Mullreed v. Thumb
This text of 78 N.W. 658 (Mullreed v. Thumb) is published on Counsel Stack Legal Research, covering Michigan Supreme Court primary law. Counsel Stack provides free access to over 12 million legal documents including statutes, case law, regulations, and constitutions.
Opinion
The history and nature of this controversy will be found in the cases of Mullreed v. Clark, 110 Mich. 229, and Mullreed v. Thumb, 116 Mich. 440. The [579]*579latter was a partition case, and this court did not make a final decree, but allowed the case to be remanded, with leave to the complainant to file an amended bill and take further proof. Such bill was filed, and the cause is now here upon a decree which is not satisfactory to the complainant. It will be seen, by a reference to the case last cited, that leave was given to file a bill to reform the contract by showing that it was the design of the parties to convey and receive an undivided twelfth interest in the premises, and not to limit the estate conveyed to such interest as Mrs. Thumb might have as heir of James Phillips. No attempt has been made to do this, but the claim now made is that the complainant should be allowed to rescind the contract upon the ground that both parties supposed the land to belong to James Phillips’ estate.

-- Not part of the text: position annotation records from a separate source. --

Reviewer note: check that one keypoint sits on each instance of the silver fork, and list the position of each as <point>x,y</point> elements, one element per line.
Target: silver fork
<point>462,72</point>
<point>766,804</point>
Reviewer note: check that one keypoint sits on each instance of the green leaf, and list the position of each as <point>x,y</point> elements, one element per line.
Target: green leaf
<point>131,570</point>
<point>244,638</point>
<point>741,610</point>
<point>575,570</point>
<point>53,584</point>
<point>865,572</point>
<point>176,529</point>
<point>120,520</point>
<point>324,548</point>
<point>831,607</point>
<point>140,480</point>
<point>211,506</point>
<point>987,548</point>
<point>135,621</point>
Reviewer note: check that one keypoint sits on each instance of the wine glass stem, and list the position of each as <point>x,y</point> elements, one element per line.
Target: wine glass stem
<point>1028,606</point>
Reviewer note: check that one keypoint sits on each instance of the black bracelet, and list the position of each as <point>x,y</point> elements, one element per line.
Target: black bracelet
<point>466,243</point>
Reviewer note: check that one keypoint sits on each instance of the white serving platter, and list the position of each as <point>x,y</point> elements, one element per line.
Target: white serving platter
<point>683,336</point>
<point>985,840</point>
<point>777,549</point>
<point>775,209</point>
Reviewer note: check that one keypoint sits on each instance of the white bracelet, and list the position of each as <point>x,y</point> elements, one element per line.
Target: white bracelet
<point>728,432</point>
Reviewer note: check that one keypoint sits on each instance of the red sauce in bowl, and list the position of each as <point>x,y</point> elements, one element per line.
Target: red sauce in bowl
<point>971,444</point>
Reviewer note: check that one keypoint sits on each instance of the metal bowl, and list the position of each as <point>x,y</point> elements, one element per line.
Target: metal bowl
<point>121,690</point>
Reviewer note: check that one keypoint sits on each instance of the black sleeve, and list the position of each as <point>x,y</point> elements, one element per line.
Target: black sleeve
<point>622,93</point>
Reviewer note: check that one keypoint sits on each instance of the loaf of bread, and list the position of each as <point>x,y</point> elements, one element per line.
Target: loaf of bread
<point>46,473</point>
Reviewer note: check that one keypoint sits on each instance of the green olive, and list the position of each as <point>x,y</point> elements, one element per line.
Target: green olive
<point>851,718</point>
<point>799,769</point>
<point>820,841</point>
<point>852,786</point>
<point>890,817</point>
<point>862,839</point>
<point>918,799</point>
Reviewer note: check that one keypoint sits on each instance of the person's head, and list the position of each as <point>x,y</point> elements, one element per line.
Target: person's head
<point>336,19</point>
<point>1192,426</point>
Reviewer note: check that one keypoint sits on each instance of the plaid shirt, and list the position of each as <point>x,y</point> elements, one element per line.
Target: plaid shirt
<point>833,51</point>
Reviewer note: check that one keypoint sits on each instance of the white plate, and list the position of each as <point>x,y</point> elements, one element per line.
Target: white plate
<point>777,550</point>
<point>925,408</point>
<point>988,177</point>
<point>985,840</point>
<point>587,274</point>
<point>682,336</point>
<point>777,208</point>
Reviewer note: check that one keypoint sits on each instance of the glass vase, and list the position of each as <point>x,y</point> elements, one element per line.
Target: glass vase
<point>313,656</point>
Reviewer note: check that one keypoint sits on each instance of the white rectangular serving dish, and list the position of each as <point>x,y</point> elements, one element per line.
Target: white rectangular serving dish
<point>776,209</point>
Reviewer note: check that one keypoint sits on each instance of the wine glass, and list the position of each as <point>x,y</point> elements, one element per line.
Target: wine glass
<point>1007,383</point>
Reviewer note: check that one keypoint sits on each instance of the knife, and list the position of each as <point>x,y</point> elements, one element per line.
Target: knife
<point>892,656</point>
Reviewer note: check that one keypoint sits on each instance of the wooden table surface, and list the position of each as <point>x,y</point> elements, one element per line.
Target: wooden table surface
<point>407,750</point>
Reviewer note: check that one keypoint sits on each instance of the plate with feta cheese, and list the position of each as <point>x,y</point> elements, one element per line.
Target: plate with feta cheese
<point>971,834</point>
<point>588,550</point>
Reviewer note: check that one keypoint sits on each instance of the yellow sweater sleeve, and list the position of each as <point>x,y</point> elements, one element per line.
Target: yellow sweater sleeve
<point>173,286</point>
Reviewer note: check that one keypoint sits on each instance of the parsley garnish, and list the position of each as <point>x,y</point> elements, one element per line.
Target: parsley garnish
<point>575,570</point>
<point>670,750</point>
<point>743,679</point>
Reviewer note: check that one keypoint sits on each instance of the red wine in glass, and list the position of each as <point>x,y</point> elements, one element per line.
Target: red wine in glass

The estate of James Phillips was not limited to this land. There was considerable personal property, and few claims besides Mrs. Mullreed’s, though it does not appear how much Mrs. Mullreed received upon her $3,000 claim. Mrs. Thumb had an undoubted right to appeal from the allowance of this claim, and she relinquished this, and quitclaimed her interest in the land as heir of James Phillips, and received therefor a deed to 24 acres of land. The complainant is in no position to put Mrs. Thumb in statu quo, as she has lost her right to contest the claim. The relinquishment of her right to appeal was a valid consideration, and there would be as great a probability of injuring Mrs. Thumb by permitting a rescission as. there could be of injuring the complainant by denying it. The former opinion seems to limit the complainant to an amendment with a view to reforming the deed so that he might receive a twelfth interest, and contains no hint that rescission would be allowed. We are not convinced that it would be equitable, if the right is not excluded by our former decision.
The decree is affirmed.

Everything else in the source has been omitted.